Q: Is dreaming about scoring points outside this new realism?
CA: Not at all. You have to dream - it just depends on what year your dreams are set in!
Q: What would you say are the biggest assets of the team?
CA: We have a number of tangible and intangible assets that put us in a very good position for the future - the support of our shareholders, Leafield, our staff, our commercial relationships, the Renault roadcar project - and without those we could not operate, or dream of growing. But the most important asset is our spirit. Our mechanics know theyre working on a car that isnt yet fighting for points, but they work as hard, if not harder, than their counterparts right up and down the grid. The same goes for the people in our technical Office, our drivers, our IT guys, everyone. We have a collective spirit that pushes us on every day and that is invaluable, but to keep the spirit we must make sure to feed it. And this is where the other assets are valuable: its a virtuous circle that needs to be perpetuated.
Q: Youve previously expressed the opinion that the criteria of what constitutes a Formula One constructor should be eased. What would be your ideal scenario?

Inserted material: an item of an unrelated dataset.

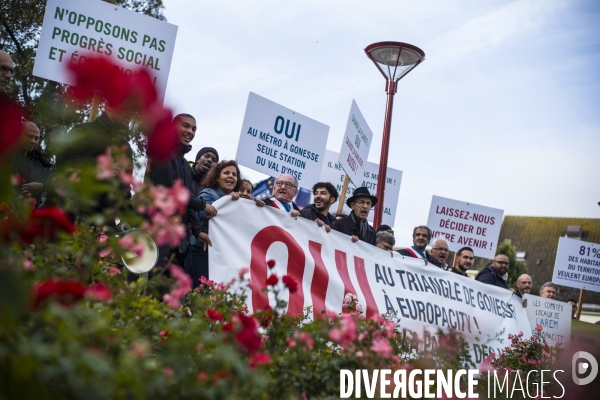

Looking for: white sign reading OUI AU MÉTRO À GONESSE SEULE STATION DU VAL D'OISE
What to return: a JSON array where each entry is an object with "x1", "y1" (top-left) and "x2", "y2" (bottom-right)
[{"x1": 235, "y1": 92, "x2": 329, "y2": 189}]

CA: Our team is set up to comply with the constructor definition and we have every intention of remaining one. Now, looking at any competitive industry, you see collaborations and synergies between competitors because they provide benefits for the common cause. Looking at our sport, I am not sure that the show is worse because we are using a gearbox from Red Bull Technologies or an engine from Renault that is also used by other teams. Actually, most of the teams share the same suppliers already as we are operating in a highly specialised environment. What would be good is to allow the teams to enjoy a bit more of what some suppliers enjoy right now, and be able to share the development costs and manufacturing costs associated with parts that do not make a direct contribution to the show and do not contribute to performance. There are straightforward ways to police that in the Concorde Agreement, and the other interesting point of this is that it can be easily adjusted in time according to the economic situation of the sport and of the teams. Finally, it is a measure where everyone would be able to see some benefit - from the smaller teams who can reduce their operating spend, to the bigger teams who can see business opportunities.
Q: There have been issues with your new car, the CT03, particularly regarding the exhaust with some saying that it contravenes the regulations. Is that dispute now settled?
CA: It will all be settled when we get to Melbourne. The truth is testing is just what it says - testing. What we take to Melbourne will be what we will use for the first four races and we are working on-track and off-track to make sure we wont have any issues when we get to Australia.
Q: What would be a good year for you?
CA: It may not sound very exciting, but the main target for this year is to make sure we now fully understand and control our development and manufacturing processes. Accurately predicting and measuring the level of performance we expect on track will mean that we have grown and become a reliable technical group. Obviously, an expression of that should be a clear trend of a reduction of the gap to the midfield over the course of the season, but I am keen to get this done with style and within reason, with one eye always on the longer-term plans.